Article L335-6 : « Les personnes physiques coupables de l’une des infractions prévues aux articles L. 335-2 à L. 335-4-2 peuvent en outre être condamnées, à leurs frais, à retirer des circuits commerciaux les objets jugés contrefaisants et toute chose qui a servi ou était destinée à commettre l’infraction. La juridiction peut prononcer la confiscation de tout ou partie des recettes procurées par l’infraction ainsi que celle de tous les phonogrammes, vidéogrammes, objets et exemplaires contrefaisants ou reproduits illicitement ainsi que du matériel spécialement installé en vue de la réalisation du délit. Elle peut ordonner la destruction, aux frais du condamné, ou la remise à la partie lésée des objets et choses retirés des circuits commerciaux ou confisqués, sans préjudice de tous dommages et intérêts. Elle peut également ordonner, aux frais du condamné, l’affichage du jugement ou la diffusion du jugement prononçant la condamnation, dans les conditions prévues à l’article131-35 du Code pénal. »
Article L335-7-2 : « Pour prononcer la peine de suspension prévue aux articles L. 335-7 et L. 335-7-1 et en déterminer la durée, la juridiction prend en compte les circonstances et la gravité de l’infraction ainsi que la personnalité de son auteur, et notamment l’activité professionnelle ou sociale de celui-ci, ainsi que sa situation socio-économique.

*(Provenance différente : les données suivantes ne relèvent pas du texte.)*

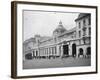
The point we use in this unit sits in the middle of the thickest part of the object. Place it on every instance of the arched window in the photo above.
(88, 51)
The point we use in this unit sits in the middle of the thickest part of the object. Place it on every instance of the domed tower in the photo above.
(59, 30)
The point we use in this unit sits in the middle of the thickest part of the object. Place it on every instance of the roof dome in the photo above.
(59, 29)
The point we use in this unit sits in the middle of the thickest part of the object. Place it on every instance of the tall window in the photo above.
(89, 31)
(79, 25)
(89, 21)
(79, 34)
(84, 22)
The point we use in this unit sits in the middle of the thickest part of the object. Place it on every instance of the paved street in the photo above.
(53, 63)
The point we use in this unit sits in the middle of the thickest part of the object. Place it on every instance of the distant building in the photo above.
(63, 43)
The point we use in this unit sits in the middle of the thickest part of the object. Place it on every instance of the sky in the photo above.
(44, 23)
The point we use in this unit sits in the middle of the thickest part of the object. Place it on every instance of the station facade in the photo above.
(63, 43)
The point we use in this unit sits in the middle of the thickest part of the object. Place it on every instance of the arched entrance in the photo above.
(74, 50)
(80, 51)
(88, 51)
(28, 56)
(65, 50)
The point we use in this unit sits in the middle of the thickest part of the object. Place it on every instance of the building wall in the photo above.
(54, 46)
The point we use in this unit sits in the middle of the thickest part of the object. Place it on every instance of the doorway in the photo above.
(74, 50)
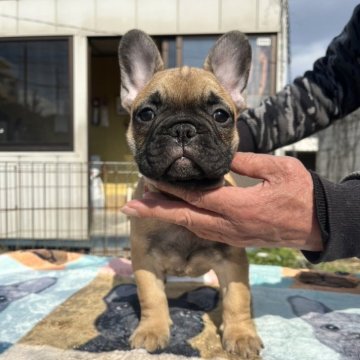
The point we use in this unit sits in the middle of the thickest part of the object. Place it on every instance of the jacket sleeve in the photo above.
(338, 212)
(312, 102)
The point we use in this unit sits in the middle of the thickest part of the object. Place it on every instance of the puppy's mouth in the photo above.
(185, 172)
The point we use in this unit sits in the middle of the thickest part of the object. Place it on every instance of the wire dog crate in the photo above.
(66, 205)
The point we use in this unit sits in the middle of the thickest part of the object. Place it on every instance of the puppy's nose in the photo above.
(183, 132)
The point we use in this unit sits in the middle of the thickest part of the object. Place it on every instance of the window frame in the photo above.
(70, 59)
(179, 40)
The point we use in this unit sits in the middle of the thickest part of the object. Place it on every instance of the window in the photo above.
(192, 51)
(35, 95)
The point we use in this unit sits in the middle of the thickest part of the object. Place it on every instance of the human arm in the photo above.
(278, 212)
(312, 102)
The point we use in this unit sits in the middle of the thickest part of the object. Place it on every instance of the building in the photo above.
(59, 95)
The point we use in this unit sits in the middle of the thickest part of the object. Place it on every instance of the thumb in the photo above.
(258, 166)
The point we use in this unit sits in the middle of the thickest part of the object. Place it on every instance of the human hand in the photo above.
(278, 212)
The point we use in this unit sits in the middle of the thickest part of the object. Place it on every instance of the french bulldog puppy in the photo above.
(183, 131)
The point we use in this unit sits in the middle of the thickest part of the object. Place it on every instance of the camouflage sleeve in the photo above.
(312, 102)
(338, 212)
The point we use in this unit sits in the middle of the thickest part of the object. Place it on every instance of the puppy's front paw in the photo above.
(150, 337)
(242, 341)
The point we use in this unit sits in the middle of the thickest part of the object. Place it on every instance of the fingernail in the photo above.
(129, 211)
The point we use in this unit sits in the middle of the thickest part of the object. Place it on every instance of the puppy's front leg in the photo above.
(153, 331)
(239, 333)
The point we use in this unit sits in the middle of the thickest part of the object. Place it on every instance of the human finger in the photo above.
(258, 166)
(171, 211)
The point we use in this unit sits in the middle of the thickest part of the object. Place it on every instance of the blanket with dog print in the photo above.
(61, 305)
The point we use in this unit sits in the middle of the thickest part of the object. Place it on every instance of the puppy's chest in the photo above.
(179, 252)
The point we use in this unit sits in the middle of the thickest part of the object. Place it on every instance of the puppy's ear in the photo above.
(230, 60)
(139, 60)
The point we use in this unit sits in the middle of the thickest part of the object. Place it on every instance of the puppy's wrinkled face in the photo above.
(183, 127)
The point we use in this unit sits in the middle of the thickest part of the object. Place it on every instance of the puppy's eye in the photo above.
(221, 116)
(146, 114)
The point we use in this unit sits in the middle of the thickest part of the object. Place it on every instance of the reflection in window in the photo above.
(259, 84)
(194, 50)
(35, 99)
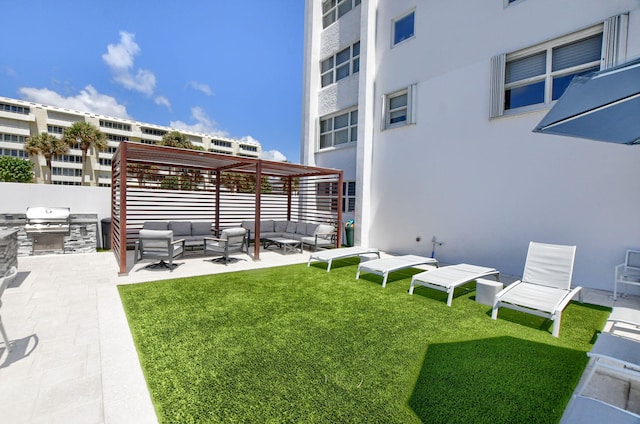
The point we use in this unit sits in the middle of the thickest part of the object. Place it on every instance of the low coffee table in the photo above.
(287, 245)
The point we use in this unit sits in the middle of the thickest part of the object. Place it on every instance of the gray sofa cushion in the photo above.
(249, 226)
(267, 226)
(180, 229)
(311, 229)
(232, 232)
(280, 226)
(155, 225)
(301, 228)
(291, 226)
(325, 229)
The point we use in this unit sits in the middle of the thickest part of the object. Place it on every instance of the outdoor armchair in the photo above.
(545, 289)
(158, 244)
(4, 282)
(231, 240)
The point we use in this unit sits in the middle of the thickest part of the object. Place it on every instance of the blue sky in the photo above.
(232, 68)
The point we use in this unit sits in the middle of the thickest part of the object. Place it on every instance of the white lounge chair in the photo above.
(449, 277)
(4, 282)
(545, 289)
(627, 273)
(386, 265)
(330, 255)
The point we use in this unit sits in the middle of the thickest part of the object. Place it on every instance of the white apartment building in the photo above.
(20, 119)
(428, 107)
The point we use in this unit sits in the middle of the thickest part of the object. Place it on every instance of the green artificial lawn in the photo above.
(298, 344)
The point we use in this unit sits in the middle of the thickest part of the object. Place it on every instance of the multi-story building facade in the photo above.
(20, 119)
(428, 108)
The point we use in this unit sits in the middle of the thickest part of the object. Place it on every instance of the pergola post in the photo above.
(289, 196)
(217, 213)
(256, 239)
(122, 219)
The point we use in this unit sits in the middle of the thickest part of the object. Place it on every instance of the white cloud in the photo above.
(274, 155)
(163, 101)
(203, 124)
(87, 100)
(120, 59)
(8, 71)
(201, 87)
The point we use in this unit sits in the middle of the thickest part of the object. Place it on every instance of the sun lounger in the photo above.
(449, 277)
(587, 410)
(384, 266)
(330, 255)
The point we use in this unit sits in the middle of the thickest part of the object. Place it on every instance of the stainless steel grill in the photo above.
(47, 227)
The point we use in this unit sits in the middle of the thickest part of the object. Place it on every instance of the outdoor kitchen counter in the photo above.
(81, 239)
(8, 249)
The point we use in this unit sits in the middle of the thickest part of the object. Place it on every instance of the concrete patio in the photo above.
(73, 358)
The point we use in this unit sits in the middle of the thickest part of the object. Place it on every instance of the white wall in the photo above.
(487, 187)
(17, 197)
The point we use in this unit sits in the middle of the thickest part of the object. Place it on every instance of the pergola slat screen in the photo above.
(152, 183)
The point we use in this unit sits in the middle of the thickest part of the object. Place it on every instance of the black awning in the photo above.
(603, 106)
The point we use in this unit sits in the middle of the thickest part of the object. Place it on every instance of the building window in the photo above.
(55, 129)
(332, 10)
(326, 196)
(248, 148)
(117, 138)
(153, 131)
(404, 28)
(340, 65)
(68, 158)
(221, 143)
(398, 108)
(13, 138)
(537, 76)
(115, 125)
(543, 76)
(56, 182)
(14, 153)
(348, 196)
(67, 172)
(338, 129)
(23, 110)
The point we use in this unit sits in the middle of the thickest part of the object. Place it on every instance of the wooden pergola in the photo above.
(165, 183)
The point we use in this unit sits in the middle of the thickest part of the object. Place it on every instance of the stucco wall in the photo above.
(487, 187)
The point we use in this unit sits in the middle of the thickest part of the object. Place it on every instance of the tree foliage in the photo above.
(176, 139)
(48, 146)
(86, 136)
(244, 183)
(15, 170)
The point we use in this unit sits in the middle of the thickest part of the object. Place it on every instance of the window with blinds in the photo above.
(542, 77)
(539, 75)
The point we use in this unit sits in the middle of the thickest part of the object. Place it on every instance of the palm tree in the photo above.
(176, 139)
(48, 146)
(86, 135)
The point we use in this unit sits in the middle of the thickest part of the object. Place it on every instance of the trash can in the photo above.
(348, 231)
(106, 233)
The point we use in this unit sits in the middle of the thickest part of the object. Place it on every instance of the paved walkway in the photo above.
(73, 358)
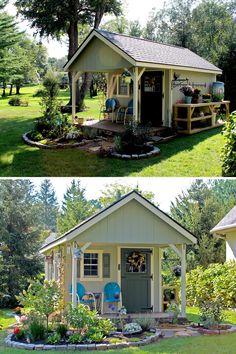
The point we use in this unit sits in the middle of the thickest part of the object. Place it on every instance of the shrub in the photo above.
(42, 298)
(132, 328)
(36, 330)
(228, 154)
(76, 338)
(146, 323)
(55, 338)
(212, 289)
(61, 329)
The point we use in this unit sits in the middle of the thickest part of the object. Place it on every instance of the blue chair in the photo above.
(83, 297)
(123, 112)
(112, 293)
(111, 105)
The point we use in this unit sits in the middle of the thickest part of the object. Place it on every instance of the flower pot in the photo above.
(188, 99)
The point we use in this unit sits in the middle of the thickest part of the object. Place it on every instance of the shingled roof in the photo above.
(142, 50)
(228, 221)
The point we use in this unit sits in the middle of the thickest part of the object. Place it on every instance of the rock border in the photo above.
(102, 346)
(53, 146)
(154, 152)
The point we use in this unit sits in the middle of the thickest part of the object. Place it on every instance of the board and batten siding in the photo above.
(98, 57)
(132, 224)
(193, 77)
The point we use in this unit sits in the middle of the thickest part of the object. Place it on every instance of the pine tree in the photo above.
(48, 205)
(75, 207)
(19, 238)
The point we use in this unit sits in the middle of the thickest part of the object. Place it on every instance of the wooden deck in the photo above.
(111, 128)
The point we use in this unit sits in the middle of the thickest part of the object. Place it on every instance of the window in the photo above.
(91, 265)
(122, 87)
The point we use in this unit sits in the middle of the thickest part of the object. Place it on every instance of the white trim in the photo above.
(222, 228)
(184, 68)
(102, 215)
(100, 266)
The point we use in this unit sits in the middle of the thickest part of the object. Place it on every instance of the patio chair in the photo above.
(110, 107)
(112, 293)
(83, 297)
(123, 112)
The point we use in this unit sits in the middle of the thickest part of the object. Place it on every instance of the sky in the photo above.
(134, 10)
(164, 189)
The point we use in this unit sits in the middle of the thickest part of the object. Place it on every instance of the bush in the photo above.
(55, 338)
(146, 323)
(228, 154)
(212, 290)
(17, 101)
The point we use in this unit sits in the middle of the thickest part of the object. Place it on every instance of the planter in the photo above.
(188, 99)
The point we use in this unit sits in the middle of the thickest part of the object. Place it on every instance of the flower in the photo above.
(187, 90)
(16, 330)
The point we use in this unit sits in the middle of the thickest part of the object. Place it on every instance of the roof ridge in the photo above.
(142, 39)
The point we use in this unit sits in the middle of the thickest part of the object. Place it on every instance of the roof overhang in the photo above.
(131, 60)
(85, 225)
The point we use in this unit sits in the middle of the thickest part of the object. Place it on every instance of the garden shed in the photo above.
(121, 244)
(226, 230)
(156, 72)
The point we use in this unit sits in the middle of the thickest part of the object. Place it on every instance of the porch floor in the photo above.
(155, 315)
(111, 128)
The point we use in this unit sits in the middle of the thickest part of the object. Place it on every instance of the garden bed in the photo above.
(109, 343)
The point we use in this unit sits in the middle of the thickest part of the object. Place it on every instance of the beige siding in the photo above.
(98, 57)
(231, 246)
(193, 77)
(132, 223)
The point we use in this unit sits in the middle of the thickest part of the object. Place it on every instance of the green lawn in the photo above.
(217, 344)
(197, 155)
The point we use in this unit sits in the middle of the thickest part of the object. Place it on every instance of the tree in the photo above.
(65, 20)
(48, 205)
(75, 208)
(199, 209)
(115, 191)
(19, 237)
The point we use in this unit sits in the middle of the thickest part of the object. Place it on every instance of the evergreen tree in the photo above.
(48, 205)
(75, 208)
(19, 238)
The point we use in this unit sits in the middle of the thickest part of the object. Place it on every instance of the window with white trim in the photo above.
(91, 265)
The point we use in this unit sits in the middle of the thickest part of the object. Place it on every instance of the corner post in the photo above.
(135, 94)
(74, 277)
(183, 281)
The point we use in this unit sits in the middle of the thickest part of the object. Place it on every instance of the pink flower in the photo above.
(23, 318)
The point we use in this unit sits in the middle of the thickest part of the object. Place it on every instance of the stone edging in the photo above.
(152, 153)
(103, 346)
(53, 146)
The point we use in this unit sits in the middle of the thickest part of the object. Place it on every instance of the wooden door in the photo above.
(136, 280)
(151, 98)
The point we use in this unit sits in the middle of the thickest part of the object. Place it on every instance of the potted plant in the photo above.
(188, 93)
(196, 93)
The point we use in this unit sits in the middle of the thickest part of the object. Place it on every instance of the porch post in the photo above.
(74, 276)
(135, 94)
(183, 281)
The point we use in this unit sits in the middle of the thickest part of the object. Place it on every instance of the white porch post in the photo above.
(135, 94)
(74, 276)
(75, 77)
(159, 280)
(183, 281)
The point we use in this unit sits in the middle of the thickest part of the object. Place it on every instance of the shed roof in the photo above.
(228, 222)
(84, 225)
(146, 51)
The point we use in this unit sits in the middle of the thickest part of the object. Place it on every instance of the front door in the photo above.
(136, 280)
(151, 98)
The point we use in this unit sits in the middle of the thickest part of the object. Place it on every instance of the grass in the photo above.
(197, 155)
(217, 344)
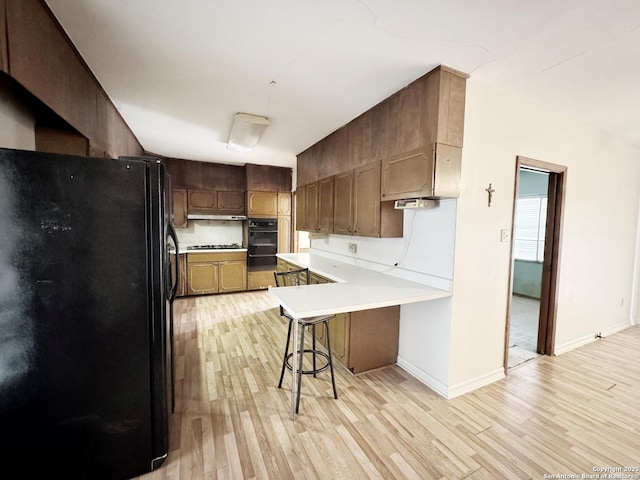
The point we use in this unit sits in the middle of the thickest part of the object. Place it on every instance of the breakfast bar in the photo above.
(356, 288)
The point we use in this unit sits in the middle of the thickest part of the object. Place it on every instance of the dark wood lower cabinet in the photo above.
(216, 273)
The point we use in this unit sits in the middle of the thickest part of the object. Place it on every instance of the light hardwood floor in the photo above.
(554, 415)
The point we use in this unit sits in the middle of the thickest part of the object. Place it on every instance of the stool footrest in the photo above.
(312, 371)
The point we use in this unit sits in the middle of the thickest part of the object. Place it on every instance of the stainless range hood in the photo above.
(203, 216)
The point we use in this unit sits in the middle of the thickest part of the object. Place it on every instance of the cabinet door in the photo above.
(179, 205)
(325, 206)
(311, 207)
(4, 55)
(260, 280)
(202, 201)
(301, 209)
(366, 202)
(232, 276)
(284, 203)
(231, 202)
(373, 338)
(203, 278)
(339, 332)
(343, 203)
(182, 286)
(408, 175)
(284, 234)
(262, 204)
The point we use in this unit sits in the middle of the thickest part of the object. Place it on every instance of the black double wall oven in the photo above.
(262, 243)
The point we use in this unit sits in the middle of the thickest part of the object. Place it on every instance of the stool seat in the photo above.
(301, 277)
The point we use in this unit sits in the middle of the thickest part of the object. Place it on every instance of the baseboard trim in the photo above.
(582, 341)
(435, 385)
(456, 390)
(474, 384)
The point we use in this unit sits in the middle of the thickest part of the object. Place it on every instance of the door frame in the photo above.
(551, 262)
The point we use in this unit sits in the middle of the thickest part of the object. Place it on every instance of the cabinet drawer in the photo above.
(260, 280)
(216, 257)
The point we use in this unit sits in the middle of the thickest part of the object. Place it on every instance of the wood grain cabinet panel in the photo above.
(343, 203)
(426, 113)
(182, 285)
(422, 173)
(179, 208)
(262, 204)
(301, 209)
(202, 277)
(260, 280)
(232, 276)
(325, 205)
(4, 54)
(284, 203)
(202, 201)
(231, 202)
(318, 206)
(366, 200)
(217, 272)
(284, 233)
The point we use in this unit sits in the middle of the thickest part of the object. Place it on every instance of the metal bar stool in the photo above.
(301, 277)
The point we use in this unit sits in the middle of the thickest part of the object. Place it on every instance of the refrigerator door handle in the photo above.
(174, 287)
(172, 296)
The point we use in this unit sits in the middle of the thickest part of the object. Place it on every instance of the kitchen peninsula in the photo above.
(350, 289)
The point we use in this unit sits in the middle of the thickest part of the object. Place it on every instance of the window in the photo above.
(530, 227)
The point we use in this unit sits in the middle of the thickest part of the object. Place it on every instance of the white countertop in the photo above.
(213, 250)
(356, 289)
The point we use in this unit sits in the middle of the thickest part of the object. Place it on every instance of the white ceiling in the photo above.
(178, 70)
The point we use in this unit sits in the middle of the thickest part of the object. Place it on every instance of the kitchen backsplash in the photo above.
(207, 232)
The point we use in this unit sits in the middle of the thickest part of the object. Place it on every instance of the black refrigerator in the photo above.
(86, 292)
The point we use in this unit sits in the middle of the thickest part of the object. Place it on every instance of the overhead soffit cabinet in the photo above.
(246, 131)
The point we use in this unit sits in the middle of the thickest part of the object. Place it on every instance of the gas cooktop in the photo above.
(218, 246)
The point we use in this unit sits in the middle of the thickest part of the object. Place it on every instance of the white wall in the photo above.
(208, 232)
(424, 254)
(17, 128)
(598, 236)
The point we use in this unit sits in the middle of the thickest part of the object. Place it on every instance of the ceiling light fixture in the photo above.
(246, 131)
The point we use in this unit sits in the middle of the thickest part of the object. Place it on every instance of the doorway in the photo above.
(535, 251)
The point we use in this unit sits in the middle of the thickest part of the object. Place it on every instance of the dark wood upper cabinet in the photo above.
(4, 55)
(38, 54)
(231, 202)
(427, 113)
(267, 178)
(53, 140)
(359, 141)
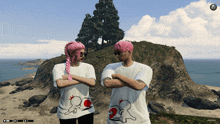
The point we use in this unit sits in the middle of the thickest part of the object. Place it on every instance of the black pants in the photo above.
(86, 119)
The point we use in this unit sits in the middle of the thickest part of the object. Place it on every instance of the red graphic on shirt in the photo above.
(87, 103)
(78, 103)
(113, 111)
(121, 112)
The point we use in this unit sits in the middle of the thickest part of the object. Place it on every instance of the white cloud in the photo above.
(194, 30)
(52, 49)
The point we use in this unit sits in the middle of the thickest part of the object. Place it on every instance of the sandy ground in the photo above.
(10, 108)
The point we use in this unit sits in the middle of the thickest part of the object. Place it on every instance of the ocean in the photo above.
(201, 71)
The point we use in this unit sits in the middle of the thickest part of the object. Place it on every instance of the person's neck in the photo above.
(75, 65)
(127, 63)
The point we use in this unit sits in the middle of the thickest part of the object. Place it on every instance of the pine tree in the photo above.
(86, 32)
(106, 22)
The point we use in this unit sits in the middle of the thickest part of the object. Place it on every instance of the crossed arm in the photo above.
(62, 83)
(119, 81)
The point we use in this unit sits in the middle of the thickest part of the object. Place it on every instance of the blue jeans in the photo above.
(85, 119)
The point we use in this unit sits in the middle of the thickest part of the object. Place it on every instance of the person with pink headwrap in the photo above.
(74, 78)
(129, 81)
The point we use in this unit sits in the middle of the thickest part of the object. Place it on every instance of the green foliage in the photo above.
(104, 24)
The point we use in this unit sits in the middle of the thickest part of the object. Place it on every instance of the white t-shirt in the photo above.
(128, 106)
(74, 100)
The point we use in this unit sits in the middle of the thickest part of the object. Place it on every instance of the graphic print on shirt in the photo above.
(78, 103)
(121, 112)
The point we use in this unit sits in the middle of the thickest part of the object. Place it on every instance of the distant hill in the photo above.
(170, 78)
(36, 62)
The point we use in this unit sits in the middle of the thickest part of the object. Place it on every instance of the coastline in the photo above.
(11, 106)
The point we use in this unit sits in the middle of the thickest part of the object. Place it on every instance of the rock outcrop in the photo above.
(36, 62)
(170, 78)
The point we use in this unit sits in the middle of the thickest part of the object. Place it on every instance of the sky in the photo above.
(40, 29)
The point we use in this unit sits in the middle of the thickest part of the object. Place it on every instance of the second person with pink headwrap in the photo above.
(129, 81)
(74, 78)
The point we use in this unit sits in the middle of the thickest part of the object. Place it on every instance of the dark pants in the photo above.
(86, 119)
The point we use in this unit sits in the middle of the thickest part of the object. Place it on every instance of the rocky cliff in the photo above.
(170, 78)
(36, 62)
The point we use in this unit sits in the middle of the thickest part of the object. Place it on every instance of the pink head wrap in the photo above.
(70, 47)
(123, 46)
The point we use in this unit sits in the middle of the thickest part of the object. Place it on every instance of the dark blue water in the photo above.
(9, 71)
(204, 71)
(201, 71)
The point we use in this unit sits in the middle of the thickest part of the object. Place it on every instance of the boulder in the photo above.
(159, 108)
(53, 110)
(23, 81)
(22, 88)
(199, 103)
(37, 99)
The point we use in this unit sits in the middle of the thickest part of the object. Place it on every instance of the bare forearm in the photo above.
(129, 82)
(114, 83)
(86, 81)
(66, 83)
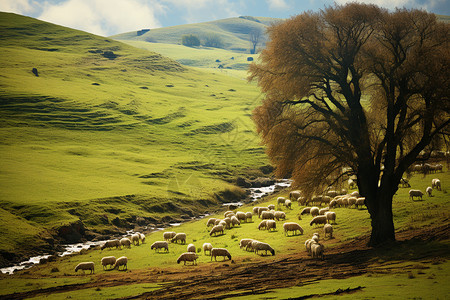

La durée de la peine prononcée doit concilier la protection des droits de la propriété intellectuelle et le respect du droit de s’exprimer et de communiquer librement, notamment depuis son domicile. »
Ce qui est dit est donc très clair : seul l’auteur a le droit de mettre à disposition ses œuvres et de permettre leur utilisation. Nul autre n’en a la possibilité au préalable.
Si quelqu’un ne respecte pas ces dispositions, il enfreint la loi.
La situation dans laquelle vous vous trouvez semble donc bien correspondre à de la contrefaçon de vos œuvres, écrites et photographiques. Pour commencer, assurez-vous d’avoir les éléments qui prouveront que vous êtes bien l’auteur des œuvres en question ou que vous avez l’autorisation de vous en servir (fichiers originaux, mp, scan, etc… si vous avez un copyright ça marche aussi).
L’étape suivante consiste à prendre contact avec le "fraudeur" pour lui demander de cesser ses agissements et retirer ces copies. Vous avez déjà réalisé cette étape, sans succès.
La contrefaçon étant un délit pénal, vous pouvez vous rendre auprès des services de gendarmerie ou de police afin de déposer plainte, ou déposer une plainte avec constitution de partie civile près du Procureur de la République du Tribunal de Grande Instance du ressort de compétence du lieu de situation de votre site internet.
L’assistance par un avocat n’est pas obligatoire pour ces démarches. Vous pouvez cependant librement vous faire conseiller et assister par l’avocat de votre choix si vous le souhaitez.